I did nail the win totals exactly for Philly (29), Denver (29), and New Orleans (14). However, that’s actually proof that the practice of forecasting well is the practice of balancing errors. I only got 63% of the games right for both Philly & New Orleans – tied for 19th worst game-by-game performance. For Denver, I was actually only correct 56% of the time – 26th worst. My overall best prognostication was on Miami, where I picked correctly 81% of the time (43/53), and the worst was my 51% performance on Golden State (27/53 – though I projected 23 wins for the Dubs, and they have 21).

For the Pacers, I only chose correctly 61% of the time, or 33 of the 54 games.  Hopefully, my percentage goes up over the final 12 games.

8-3, 114

Leandro Barbosa has played 11 games for the Indiana Pacers, and the Pacers have gone 8-3 in those games. More impressively, their offensive efficiency – points per 100 possessions – has increased by 10%, going from around 104 to 114. Granted, it hasn’t been a murderer’s row of opponents (SoSHR of .442), and the defense has gotten about 7% worse, but it looks like adding Barbosa has had the desired effect at the offensive end.

100, 6th

I continue to watch the Pacers’ accumulated rank in the Four Factors, and it continues to be the most encouraging thing to me. It has slipped a little from its peak in the 9os, but it still points towards a group that won almost 60% of their games. The Pacers will have to go 7-5 to hit 40 wins, but that’s do-able given their schedule. Arguably, it should be an expectation.

Ballybunion Photos
This photo of Ballybunion is courtesy of TripAdvisor





Tags: Stat Talk

  • wesmont

    Wow,you continue to entertain and educate.Sensational stuff,as a fan I feel I know the team far better after reading your stuff.You should be working for professional betters!

  • Chris D.

    Nothing is more amazing than the fact the Pacers are 3rd in the East (a full three games ahead of Boston), and, at .611, have the sixth best record in the league. The back-to-back homestand against OKC and BOS this weekend will be a great chance for them to make a statement.

    Is it just me, or was the last game against NYK the first time I saw a fairly full and rowdy Bankers Life this season?

    As to the shooting percentage at 16 to 23 feet, the most important thing is to take as few of these shots as possible. Some basketball statisticians refer to these as s#*t shots that are more a sign of lazy or broken offensive effort than anything else. (You should always be either attacking the paint or setting up a three in the grand scheme of things.) My guess is that better teams shoot fewer of these shots as a % of their overall shooting profile. After eyeballing the HoopsData averages, it looks like good teams, including the Pacers, average fewer than 20 attempts from this range. Bad teams are closer to 30 attempts. (Ahem, Charlotte!) Chicago is an exception at 22.5 attempts but seem to make up for these bad shots with much better than average shooting at 3 to 9 feet.

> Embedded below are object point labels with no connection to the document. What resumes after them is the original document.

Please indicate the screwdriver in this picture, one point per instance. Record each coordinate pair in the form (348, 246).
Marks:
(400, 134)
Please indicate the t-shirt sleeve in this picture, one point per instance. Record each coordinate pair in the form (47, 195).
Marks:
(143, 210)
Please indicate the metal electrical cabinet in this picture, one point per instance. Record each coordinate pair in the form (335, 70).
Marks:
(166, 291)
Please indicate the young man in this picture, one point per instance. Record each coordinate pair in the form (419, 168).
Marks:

    How Roy can be under .650 at the rim is beyond me.

  • Ian

    Roy has trouble finishing with power in traffic which I think reduces his shooting from there. I think he’s just not athletic enough to finish with contact.

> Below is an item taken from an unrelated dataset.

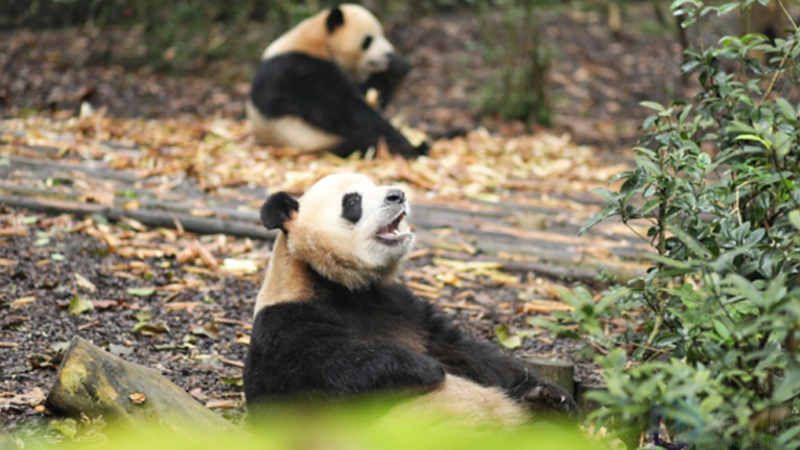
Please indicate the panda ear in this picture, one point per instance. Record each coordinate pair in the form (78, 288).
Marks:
(335, 19)
(278, 210)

    I’m amazed West is so high. I know that’s his reputation, but every time I watch Pacers games his mid-range jumper, which everyone talks about as so dangerous, seems ineffective. He must make a lot of those when I’m not watching!

    Danny seems to be taking less long twos recently and usually only takes them when the shotclock winds down on a broken play. But that percentage is terrible. Maybe he needs to add a better fadeaway or something.

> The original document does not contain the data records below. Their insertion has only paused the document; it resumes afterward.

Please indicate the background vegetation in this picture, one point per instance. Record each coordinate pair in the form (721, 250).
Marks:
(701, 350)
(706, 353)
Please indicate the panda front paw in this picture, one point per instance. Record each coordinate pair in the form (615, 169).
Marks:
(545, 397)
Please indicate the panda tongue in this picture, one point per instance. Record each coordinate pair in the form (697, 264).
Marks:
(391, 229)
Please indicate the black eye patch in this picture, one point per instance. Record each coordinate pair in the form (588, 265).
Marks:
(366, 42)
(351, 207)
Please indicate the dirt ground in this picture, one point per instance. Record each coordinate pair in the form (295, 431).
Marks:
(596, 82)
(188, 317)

    What about 10-15 foot range? eems like that’s a really important distance.

  • Tim Donahue

    According to Hoopdata, 10-15 feet is the least common shot distance in the NBA. It accounts for less than 9% of all attempts league wide. For the Pacers, the 420 they’ve taken from 10-15 feet is only 10% of their total, and 320 fewer than any other shot location.

    By contrast, they’ve taken over 1,200 shots at the rim and over 900 shots from 16-23 feet. In the NBA, just over 30% of the FGAs come at the rim, just under 24% come from 16-23 feet, and another 22-23% from three.

    Offenses aren’t really built to create shots away from the rim, but outside 15 feet. Too much traffic and too close to the rim to not try to keep going.